Scale-out ZFS is ideal for a wide range of industries and organizations that demand scalable, cost-effective, and reliable storage solutions to address their Data Management challenges, including research institutions and laboratories, the media and entertainment industry, and the government and public sector.

A Cancer Center’s Scale-Out ZFS System

As an example, a world-renowned cancer treatment and research center known for its innovative research and compassionate patient care is playing a significant role in advancing cancer treatment and improving patient outcomes by building on its research computing storage management system using ZFS in combination with a feature-rich solution that unifies data management processes into a single platform to simply the administration of big data.
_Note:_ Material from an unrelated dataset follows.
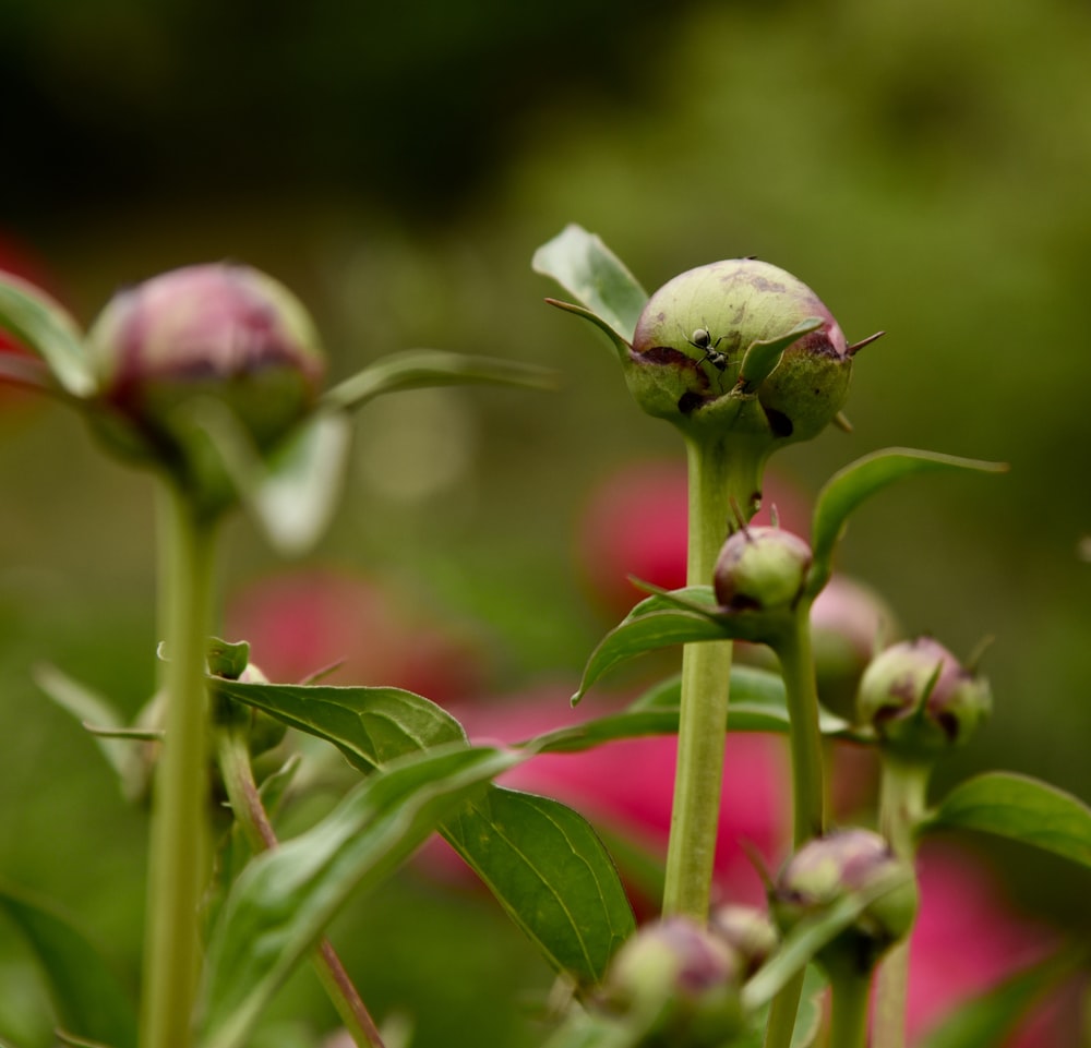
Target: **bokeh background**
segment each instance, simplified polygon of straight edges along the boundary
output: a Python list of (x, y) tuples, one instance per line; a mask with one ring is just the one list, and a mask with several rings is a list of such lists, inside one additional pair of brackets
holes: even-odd
[[(0, 5), (0, 265), (88, 322), (119, 285), (236, 258), (310, 304), (335, 377), (415, 346), (560, 372), (554, 394), (369, 407), (303, 565), (449, 628), (476, 686), (514, 695), (567, 686), (612, 622), (580, 562), (588, 501), (682, 455), (604, 342), (542, 304), (533, 249), (578, 221), (649, 290), (721, 257), (775, 262), (850, 340), (888, 333), (858, 359), (854, 432), (776, 460), (801, 497), (887, 445), (1011, 466), (884, 494), (841, 555), (908, 631), (961, 653), (995, 638), (995, 718), (937, 785), (1004, 767), (1088, 798), (1089, 48), (1077, 0), (16, 0)], [(243, 520), (225, 552), (229, 602), (284, 570)], [(153, 563), (148, 479), (60, 409), (3, 395), (0, 875), (61, 900), (130, 978), (144, 816), (32, 672), (53, 662), (134, 712), (154, 684)], [(1021, 907), (1087, 925), (1086, 872), (981, 846)], [(8, 932), (0, 1037), (47, 1043)], [(419, 1045), (539, 1039), (524, 995), (549, 975), (487, 900), (410, 875), (340, 938), (380, 1011), (417, 1013)], [(333, 1023), (307, 978), (281, 1004)]]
The center was storing its research data from more than 200 labs – consisting of large amounts of genomics, CryoEM image, and scientific data – totaling 6 PB and more than 2 billion files on over 30 ZFS Network Attached Storage (NAS) servers. This data supplies the center’s various analyses and AI pipelines. When a server reached capacity, research data (and the researcher) had to be moved to another server with available space in a “Tetris-like” manner – a painful process for the IT team and researchers that became untenable.
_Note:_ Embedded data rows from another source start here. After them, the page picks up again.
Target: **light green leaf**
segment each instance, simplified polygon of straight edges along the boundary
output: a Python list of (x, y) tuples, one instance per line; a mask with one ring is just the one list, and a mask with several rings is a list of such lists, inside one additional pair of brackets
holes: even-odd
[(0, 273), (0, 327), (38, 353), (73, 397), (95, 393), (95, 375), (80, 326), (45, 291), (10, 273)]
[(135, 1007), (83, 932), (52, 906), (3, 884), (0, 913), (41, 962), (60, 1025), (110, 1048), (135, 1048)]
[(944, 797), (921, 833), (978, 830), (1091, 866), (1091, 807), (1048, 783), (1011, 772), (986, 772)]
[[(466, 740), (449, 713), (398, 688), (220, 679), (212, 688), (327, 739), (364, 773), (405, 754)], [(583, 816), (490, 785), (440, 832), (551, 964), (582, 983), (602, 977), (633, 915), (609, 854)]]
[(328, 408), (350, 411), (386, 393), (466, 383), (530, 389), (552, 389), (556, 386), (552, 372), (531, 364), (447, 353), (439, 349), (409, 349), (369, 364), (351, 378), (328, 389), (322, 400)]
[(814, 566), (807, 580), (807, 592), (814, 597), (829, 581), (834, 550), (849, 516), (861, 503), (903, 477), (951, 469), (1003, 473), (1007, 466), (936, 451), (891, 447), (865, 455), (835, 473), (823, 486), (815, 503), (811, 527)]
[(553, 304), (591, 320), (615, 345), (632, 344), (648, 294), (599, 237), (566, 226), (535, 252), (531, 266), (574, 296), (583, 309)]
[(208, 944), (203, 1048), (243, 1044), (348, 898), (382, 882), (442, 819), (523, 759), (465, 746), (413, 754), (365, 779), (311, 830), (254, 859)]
The center sought a way to eliminate managing the different logins and capacities on its ever-growing number of servers. Moving to traditional enterprise scale-out NAS was determined too expensive and didn’t provide the center with the flexibility it required.

The center decided to front-end the ZFS storage servers with an advanced cluster controller solution that provided a scalable load-balanced global namespace and single mount point for researchers and instruments with easy management for IT. Research data can be easily accessed, regardless of where it is stored. All the ZFS storage servers can be managed as a single entity, simplifying the storage environment’s administration. And if one copy of the data is lost, corrupted, or unavailable, remote mirrored copies can be used, reducing downtime, and sustaining research activity. Colder data can automatically be archived to low-cost AWS S3 deep archive storage. 

The result is a powerful alternative to expensive enterprise scale-out NAS. In addition, the solution adopted by the center acts as a cache to data in the ZFS servers, accelerating performance and delivering exceptional scalability, security, and efficiency that enables data to be processed quickly by any application. 

While ZFS is a powerful file system with many exceptional features, its inability to scale out has been a significant limitation. However, by combining ZFS with new state-of-the-art technologies, organizations can build a powerful alternative to expensive enterprise scale-out NAS that delivers an affordable, powerful, and scalable storage system that can easily handle large and fast-growing data volumes and protect them from loss.